Помолчала, отмахнулась от попыток председателя возразить, и неожиданно для себя продолжила:
– Мне и мать говорила, не по себе, девка, дерево гнешь. Как будто без нее я этого не понимала. За детей я шла – им и кстати пришлась. – И опять помолчала. Да вдруг, светлея лицом от неожиданно прорезавшейся улыбки, призналась чужому человеку:
– А полюбил меня Виктор Петрович, ох, как полюбил, какие слова мне говорил…Никто сроду такого счастья не испытывал, как я в эти два года. Мне с высоты этой никогда не упасть, хоть небо на землю рухни! Никакая работа не в тягость, никаких страхов не боюсь. Не надо мне и жалости вашей, пустое это все… Вы бы лучше путевки в пионерлагерь присудили, девчонки обрадуются, да и я передохну.
На том и порешили.
…Зимой объявился старший сын Виктора Петровича, Славка, он уж самостоятельным был на момент смерти матери. А к отцу на похороны не приезжал – простить не мог, что тот так скоро женился. Пришел вроде как проведать сестер, скривил губы на подбежавшего маленького Витьку. Катя хлопотала у стола, готовя угощение для молодого инженера, девчонки шумно делили ленточки, косыночки – подарки брата. Катиной Светке и Витьке подарков не было, только своим сродственницам.
От ужина гость отказался, Кате только и сказал:
– Ну что, выгадала ты от своего замужества, счастлива?

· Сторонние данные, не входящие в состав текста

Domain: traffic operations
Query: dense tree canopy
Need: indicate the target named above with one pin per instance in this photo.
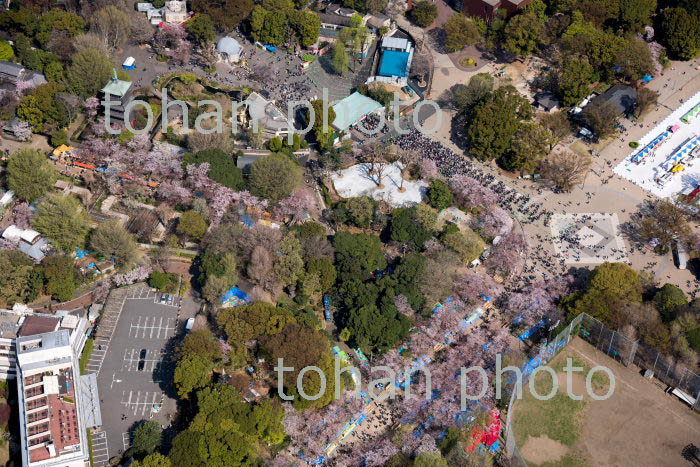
(112, 241)
(29, 174)
(89, 72)
(62, 219)
(494, 122)
(274, 177)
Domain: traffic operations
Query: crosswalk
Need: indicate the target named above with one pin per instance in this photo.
(100, 454)
(108, 322)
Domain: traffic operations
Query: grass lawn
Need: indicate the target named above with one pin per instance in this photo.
(561, 417)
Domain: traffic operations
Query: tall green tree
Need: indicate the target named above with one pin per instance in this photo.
(601, 117)
(201, 29)
(494, 122)
(20, 281)
(192, 224)
(531, 144)
(635, 60)
(460, 32)
(227, 14)
(668, 300)
(61, 278)
(306, 26)
(575, 80)
(191, 373)
(341, 61)
(635, 14)
(111, 240)
(29, 174)
(43, 107)
(406, 229)
(6, 52)
(680, 33)
(147, 437)
(610, 285)
(58, 20)
(274, 177)
(523, 31)
(89, 72)
(358, 255)
(63, 220)
(424, 13)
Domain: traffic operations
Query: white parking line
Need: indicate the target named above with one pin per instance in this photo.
(146, 327)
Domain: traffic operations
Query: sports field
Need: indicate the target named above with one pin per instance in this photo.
(638, 425)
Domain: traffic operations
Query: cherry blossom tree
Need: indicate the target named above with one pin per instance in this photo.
(9, 243)
(174, 192)
(23, 215)
(296, 205)
(92, 105)
(401, 302)
(495, 221)
(472, 285)
(23, 87)
(101, 291)
(539, 300)
(508, 256)
(471, 193)
(23, 131)
(429, 169)
(138, 274)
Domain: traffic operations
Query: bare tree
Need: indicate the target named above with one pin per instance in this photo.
(558, 123)
(566, 169)
(646, 98)
(374, 155)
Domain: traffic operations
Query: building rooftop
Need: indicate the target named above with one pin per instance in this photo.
(331, 18)
(229, 46)
(11, 68)
(34, 325)
(399, 43)
(394, 63)
(267, 113)
(353, 108)
(117, 87)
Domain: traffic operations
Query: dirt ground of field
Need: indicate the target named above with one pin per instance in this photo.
(638, 425)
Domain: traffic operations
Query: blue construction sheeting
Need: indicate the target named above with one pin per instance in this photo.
(394, 63)
(533, 330)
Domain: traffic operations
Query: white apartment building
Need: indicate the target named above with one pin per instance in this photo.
(52, 419)
(24, 323)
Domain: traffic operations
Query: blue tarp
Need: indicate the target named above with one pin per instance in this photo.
(235, 297)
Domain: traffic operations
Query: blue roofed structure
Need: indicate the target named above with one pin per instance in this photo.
(394, 64)
(352, 109)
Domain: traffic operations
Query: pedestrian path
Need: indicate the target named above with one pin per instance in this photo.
(105, 330)
(100, 454)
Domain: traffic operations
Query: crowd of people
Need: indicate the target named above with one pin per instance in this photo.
(450, 164)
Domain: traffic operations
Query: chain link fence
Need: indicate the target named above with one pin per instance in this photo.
(548, 353)
(617, 346)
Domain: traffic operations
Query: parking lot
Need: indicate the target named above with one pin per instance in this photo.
(131, 354)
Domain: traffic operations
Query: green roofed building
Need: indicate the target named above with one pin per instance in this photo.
(353, 109)
(119, 94)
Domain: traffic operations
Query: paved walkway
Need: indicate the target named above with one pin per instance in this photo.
(105, 330)
(100, 453)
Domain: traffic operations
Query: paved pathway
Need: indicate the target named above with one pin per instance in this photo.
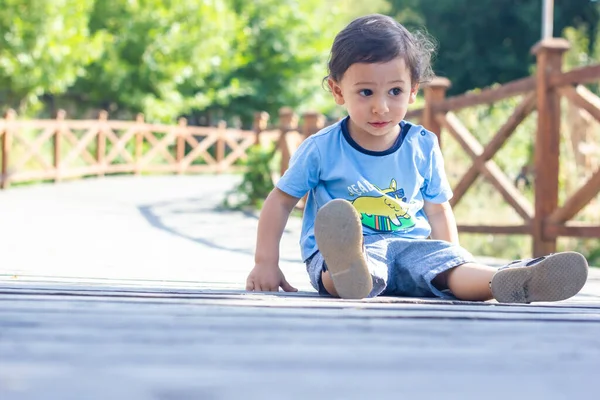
(132, 288)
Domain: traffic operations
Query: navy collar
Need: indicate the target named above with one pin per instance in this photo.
(404, 128)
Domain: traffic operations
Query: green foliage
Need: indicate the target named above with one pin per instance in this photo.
(44, 47)
(489, 41)
(280, 54)
(157, 54)
(257, 181)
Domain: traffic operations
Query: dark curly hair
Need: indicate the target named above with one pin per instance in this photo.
(378, 38)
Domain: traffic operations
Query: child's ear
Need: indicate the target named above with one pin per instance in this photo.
(336, 90)
(413, 93)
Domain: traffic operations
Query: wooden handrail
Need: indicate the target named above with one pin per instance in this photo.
(468, 179)
(577, 201)
(576, 76)
(489, 169)
(583, 98)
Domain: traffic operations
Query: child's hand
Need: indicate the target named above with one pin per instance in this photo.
(267, 278)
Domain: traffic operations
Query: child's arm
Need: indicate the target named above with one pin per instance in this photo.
(441, 219)
(266, 276)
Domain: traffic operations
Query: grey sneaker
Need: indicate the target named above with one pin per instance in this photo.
(338, 232)
(553, 277)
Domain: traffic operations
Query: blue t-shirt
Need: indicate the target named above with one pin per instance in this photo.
(387, 188)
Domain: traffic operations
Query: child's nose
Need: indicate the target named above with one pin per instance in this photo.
(380, 106)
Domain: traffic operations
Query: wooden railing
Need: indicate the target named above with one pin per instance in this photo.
(59, 149)
(545, 219)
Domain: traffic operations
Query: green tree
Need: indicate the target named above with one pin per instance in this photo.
(280, 54)
(155, 51)
(489, 41)
(44, 47)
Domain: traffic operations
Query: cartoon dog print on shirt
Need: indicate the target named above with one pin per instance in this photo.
(385, 212)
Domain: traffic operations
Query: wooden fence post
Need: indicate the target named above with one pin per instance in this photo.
(180, 144)
(220, 153)
(60, 117)
(101, 141)
(312, 122)
(549, 53)
(9, 116)
(434, 91)
(139, 143)
(287, 122)
(261, 120)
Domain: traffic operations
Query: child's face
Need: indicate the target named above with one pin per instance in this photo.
(377, 98)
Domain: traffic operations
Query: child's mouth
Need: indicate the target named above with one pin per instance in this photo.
(378, 124)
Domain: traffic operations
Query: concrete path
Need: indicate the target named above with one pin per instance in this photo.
(132, 288)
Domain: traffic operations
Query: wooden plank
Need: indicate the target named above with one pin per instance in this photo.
(583, 98)
(577, 201)
(33, 149)
(521, 112)
(547, 147)
(576, 76)
(80, 146)
(238, 153)
(493, 173)
(496, 229)
(508, 190)
(119, 143)
(573, 230)
(486, 96)
(200, 149)
(461, 134)
(159, 146)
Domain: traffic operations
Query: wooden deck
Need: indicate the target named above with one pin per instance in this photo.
(132, 288)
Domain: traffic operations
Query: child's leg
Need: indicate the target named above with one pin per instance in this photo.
(338, 233)
(468, 281)
(550, 278)
(348, 271)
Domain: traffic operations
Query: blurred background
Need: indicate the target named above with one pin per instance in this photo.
(210, 60)
(225, 60)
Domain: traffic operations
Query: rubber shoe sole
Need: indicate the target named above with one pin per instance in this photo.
(558, 277)
(338, 232)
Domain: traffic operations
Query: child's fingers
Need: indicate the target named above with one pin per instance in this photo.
(249, 284)
(287, 287)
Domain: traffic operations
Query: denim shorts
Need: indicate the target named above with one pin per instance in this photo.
(400, 266)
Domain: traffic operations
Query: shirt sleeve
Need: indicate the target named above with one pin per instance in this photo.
(303, 172)
(436, 188)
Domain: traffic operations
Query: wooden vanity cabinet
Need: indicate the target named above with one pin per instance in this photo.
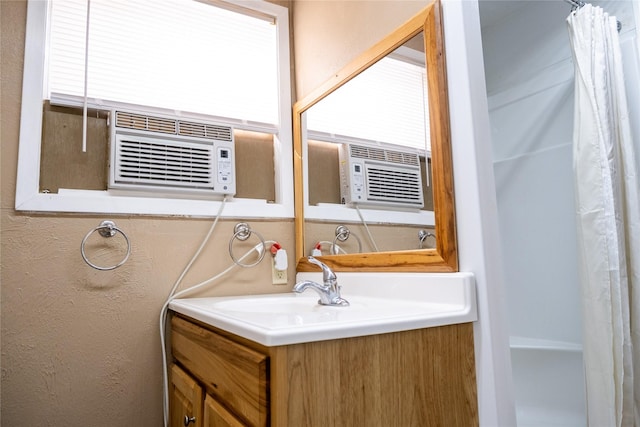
(424, 377)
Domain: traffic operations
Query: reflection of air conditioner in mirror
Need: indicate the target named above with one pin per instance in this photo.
(161, 154)
(380, 177)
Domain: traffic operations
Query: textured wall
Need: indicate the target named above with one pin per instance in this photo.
(81, 347)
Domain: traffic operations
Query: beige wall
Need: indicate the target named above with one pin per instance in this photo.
(81, 347)
(330, 33)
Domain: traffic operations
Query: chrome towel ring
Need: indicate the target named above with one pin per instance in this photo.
(422, 236)
(342, 235)
(242, 232)
(105, 229)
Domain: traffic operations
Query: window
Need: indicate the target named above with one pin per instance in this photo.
(197, 60)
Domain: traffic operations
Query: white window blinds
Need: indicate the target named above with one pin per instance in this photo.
(386, 103)
(180, 55)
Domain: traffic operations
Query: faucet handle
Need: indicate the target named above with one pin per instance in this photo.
(327, 274)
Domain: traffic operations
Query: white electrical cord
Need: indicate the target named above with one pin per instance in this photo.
(163, 315)
(366, 227)
(173, 295)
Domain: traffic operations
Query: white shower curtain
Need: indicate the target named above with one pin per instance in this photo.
(608, 219)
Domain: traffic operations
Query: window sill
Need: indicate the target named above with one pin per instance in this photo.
(103, 202)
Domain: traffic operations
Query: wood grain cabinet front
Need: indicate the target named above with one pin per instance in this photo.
(421, 378)
(185, 399)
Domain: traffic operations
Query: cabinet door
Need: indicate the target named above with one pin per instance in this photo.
(216, 416)
(185, 400)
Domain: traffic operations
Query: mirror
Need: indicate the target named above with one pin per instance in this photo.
(319, 145)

Ну, давай, ликуй дальше.
Катя прямо обмерла.
Он ушел, справившись со своей задачей, но на душе было совсем паршиво: хотелось справедливости, а получилось, что сволочь ты, Славка, распоследняя…
С той поры он с каждой зарплаты посылал деньги сестренкам, бывало, и посылки слал, в письмах приписывал: "Катерине передавайте привет, слушайтесь ее, помогайте". Катя молча слушала и так же, не обронив ни слова, уходила на кухню. Не то, чтобы она его простить не могла… Даже и не судила парня за те глупые слова, в сердцах брошенные. Но и себя переломить не могла – не откликалась на его покаянные приветы.